Privacy Exposure Scanner is a lightweight cybersecurity utility for structuring identifiers from Criminal IP Asset Search results and analyzing asset exposure context using the latest confirmed port records.
Criminal IP Asset Search responses may include open port data alongside unstructured content such as banners, HTML fragments, SSL information, meta tags, and embedded scripts. These fields often contain operational or tracking-related identifiers, but because they are not structured, they are difficult to analyze directly.
This project extracts format-defined identifiers using conservative regular expressions and structures them for reliable exposure analysis, threat intelligence enrichment, and reconnaissance data investigation, while minimizing false positives.
.
├── parse_regex.py
├── sample.py
├── cip_privacy_check.py
└── README.md
- Extracts format-stable identifiers from banner and SSL fields
- Uses conservative and context-aware regular expressions
- Deduplicates ports by
(open_port_no, protocol) - Retains only the most recent record using
confirmed_time - Structures exposure-related signals from Asset Search results
Criminal IP API responses may include historical records for the same port.
Evaluating port exposure without temporal filtering may produce inaccurate conclusions.
This tool keeps only the latest confirmed state per (open_port_no, protocol) using confirmed_time.
Ports without matched identifiers are excluded from the final output to reduce unnecessary noise in structured results.
The current implementation extracts identifiers that have clearly defined formats:
- Email addresses
- Google Analytics IDs (UA / GA4)
- Google Tag Manager IDs (GTM)
- Google Ads IDs (AW)
- Facebook Pixel IDs
- reCAPTCHA site keys
- Telegram URLs (
t.me,telegram.me)
Only identifiers with stable formats are extracted to avoid excessive false positives.
Create a file named:
criminalip_api_key.json
Add the following content:
{
"api_key": "YOUR_CRIMINALIP_API_KEY"
}Ensure that this file is not committed to version control.
python sample.py
This script demonstrates how identifier extraction behaves with different phone number extraction modes.
python cip_privacy_check.py --ip <TARGET_IP>
Optional arguments:
--pretty
--phone-mode off | strict | loose | context_required
--rawfile <path>
--out <file>
--outdir <directory>
Options
--rawfile
Use a saved raw JSON response instead of calling the Criminal IP API.
--out
Specify the output JSON file.
--outdir
Directory where output files will be stored (default: out_privacy).
--phone-mode
Deprecated compatibility option retained for older integrations.

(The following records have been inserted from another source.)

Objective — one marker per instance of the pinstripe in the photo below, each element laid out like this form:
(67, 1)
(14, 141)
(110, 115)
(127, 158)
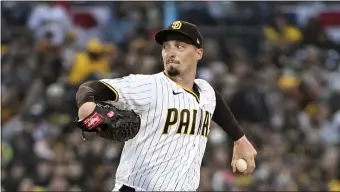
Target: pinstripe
(157, 125)
(147, 120)
(162, 162)
(180, 137)
(185, 175)
(189, 106)
(169, 92)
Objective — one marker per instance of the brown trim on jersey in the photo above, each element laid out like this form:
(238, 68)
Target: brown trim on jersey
(193, 92)
(112, 89)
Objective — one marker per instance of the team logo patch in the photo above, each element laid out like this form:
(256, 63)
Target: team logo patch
(93, 121)
(176, 25)
(110, 114)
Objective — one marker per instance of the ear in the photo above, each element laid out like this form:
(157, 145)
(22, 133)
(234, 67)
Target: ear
(199, 54)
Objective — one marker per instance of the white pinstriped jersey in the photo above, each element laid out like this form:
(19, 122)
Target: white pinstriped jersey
(167, 152)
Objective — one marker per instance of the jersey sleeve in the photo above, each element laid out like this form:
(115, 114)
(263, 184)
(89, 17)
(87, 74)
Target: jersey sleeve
(132, 92)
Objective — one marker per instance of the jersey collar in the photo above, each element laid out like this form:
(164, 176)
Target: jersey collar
(194, 92)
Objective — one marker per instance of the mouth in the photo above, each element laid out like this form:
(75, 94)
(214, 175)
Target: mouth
(170, 61)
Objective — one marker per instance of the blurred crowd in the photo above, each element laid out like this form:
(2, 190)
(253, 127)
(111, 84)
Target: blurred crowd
(286, 95)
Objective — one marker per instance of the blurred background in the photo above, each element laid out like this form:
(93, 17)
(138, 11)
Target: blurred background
(276, 64)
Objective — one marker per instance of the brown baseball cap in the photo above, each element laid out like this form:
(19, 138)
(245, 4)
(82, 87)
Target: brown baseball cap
(184, 28)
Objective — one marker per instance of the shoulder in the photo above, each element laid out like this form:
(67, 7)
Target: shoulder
(203, 84)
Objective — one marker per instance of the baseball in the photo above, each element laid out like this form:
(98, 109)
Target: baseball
(241, 165)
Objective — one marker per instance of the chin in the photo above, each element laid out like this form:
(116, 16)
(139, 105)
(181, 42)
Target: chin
(172, 71)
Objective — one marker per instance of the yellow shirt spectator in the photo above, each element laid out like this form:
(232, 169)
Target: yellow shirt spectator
(289, 34)
(84, 66)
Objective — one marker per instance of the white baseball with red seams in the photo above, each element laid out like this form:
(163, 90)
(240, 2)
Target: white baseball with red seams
(241, 165)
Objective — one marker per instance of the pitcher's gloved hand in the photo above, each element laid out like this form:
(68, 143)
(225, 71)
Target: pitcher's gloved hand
(110, 123)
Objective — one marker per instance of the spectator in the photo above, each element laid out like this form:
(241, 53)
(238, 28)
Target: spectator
(280, 32)
(91, 62)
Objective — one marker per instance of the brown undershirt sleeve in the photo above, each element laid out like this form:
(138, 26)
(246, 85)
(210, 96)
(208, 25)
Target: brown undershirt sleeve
(225, 119)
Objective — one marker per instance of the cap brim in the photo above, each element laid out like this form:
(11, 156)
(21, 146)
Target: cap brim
(160, 37)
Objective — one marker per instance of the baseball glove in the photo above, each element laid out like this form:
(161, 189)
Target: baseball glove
(110, 123)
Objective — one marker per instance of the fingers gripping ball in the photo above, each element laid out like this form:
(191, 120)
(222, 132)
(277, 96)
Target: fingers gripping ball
(111, 123)
(241, 165)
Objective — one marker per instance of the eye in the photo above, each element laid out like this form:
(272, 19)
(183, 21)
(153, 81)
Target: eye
(165, 46)
(180, 46)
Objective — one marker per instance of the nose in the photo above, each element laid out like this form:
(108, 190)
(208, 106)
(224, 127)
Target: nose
(171, 53)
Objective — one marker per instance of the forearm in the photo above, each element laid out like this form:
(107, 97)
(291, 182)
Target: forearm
(226, 120)
(87, 95)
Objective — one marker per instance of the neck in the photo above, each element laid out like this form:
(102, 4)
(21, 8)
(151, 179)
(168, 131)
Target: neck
(186, 80)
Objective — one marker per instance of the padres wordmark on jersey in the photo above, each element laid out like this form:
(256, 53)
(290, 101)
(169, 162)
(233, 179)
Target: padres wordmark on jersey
(168, 150)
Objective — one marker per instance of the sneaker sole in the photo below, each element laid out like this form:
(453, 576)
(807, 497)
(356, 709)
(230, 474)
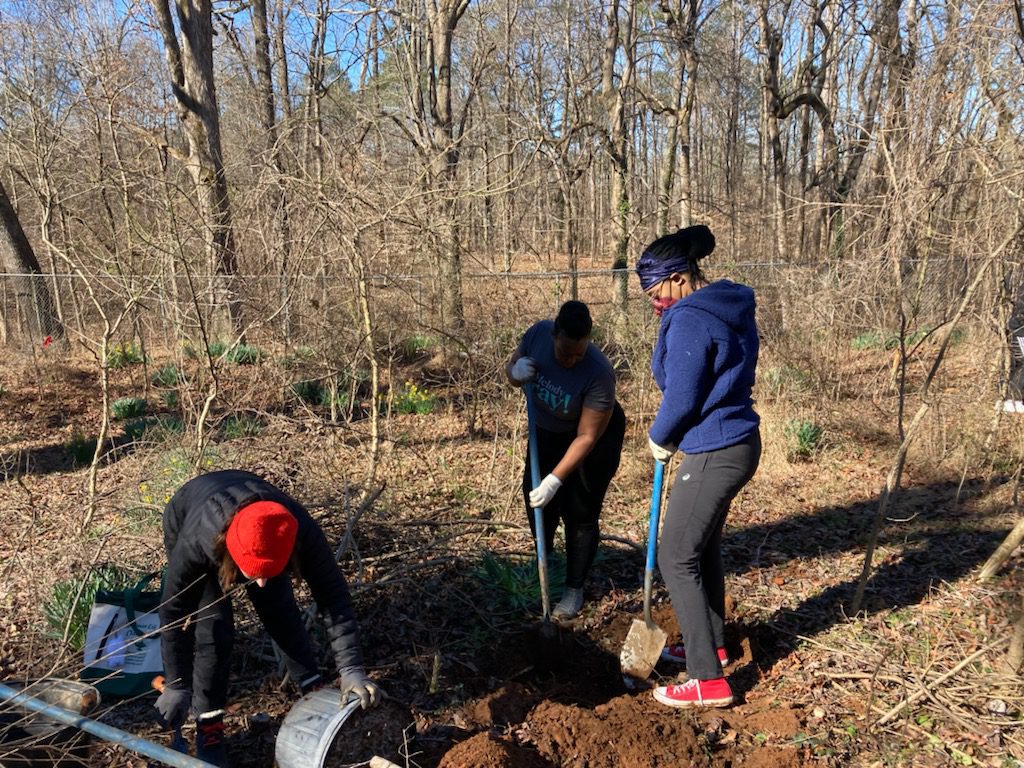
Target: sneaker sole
(674, 659)
(683, 705)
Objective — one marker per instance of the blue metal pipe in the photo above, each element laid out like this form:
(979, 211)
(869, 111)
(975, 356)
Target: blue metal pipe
(108, 733)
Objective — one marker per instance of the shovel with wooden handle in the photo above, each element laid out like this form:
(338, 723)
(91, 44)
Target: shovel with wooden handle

It is currently passed through for compatibility and does not affect extraction behavior in the current implementation.
- Only ports containing matched identifiers are included
- Empty identifier categories are removed
- Ports are deduplicated by
(open_port_no, protocol) - Only the most recent
confirmed_timerecord is evaluated - Results are written as UTF-8 encoded JSON
- Deterministic logic over heuristic interpretation
- Conservative extraction to minimize false positives
- Clear separation between raw Asset Search data and structured analysis results
- Reproducible exposure analysis using the latest confirmed port state
This project is intended for:
- Asset exposure analysis
- Threat intelligence enrichment
- Reconnaissance data investigation
- Authorized external asset review
This tool is provided for defensive security research and authorized asset analysis only.
Users are responsible for complying with applicable laws and regulations when using this software.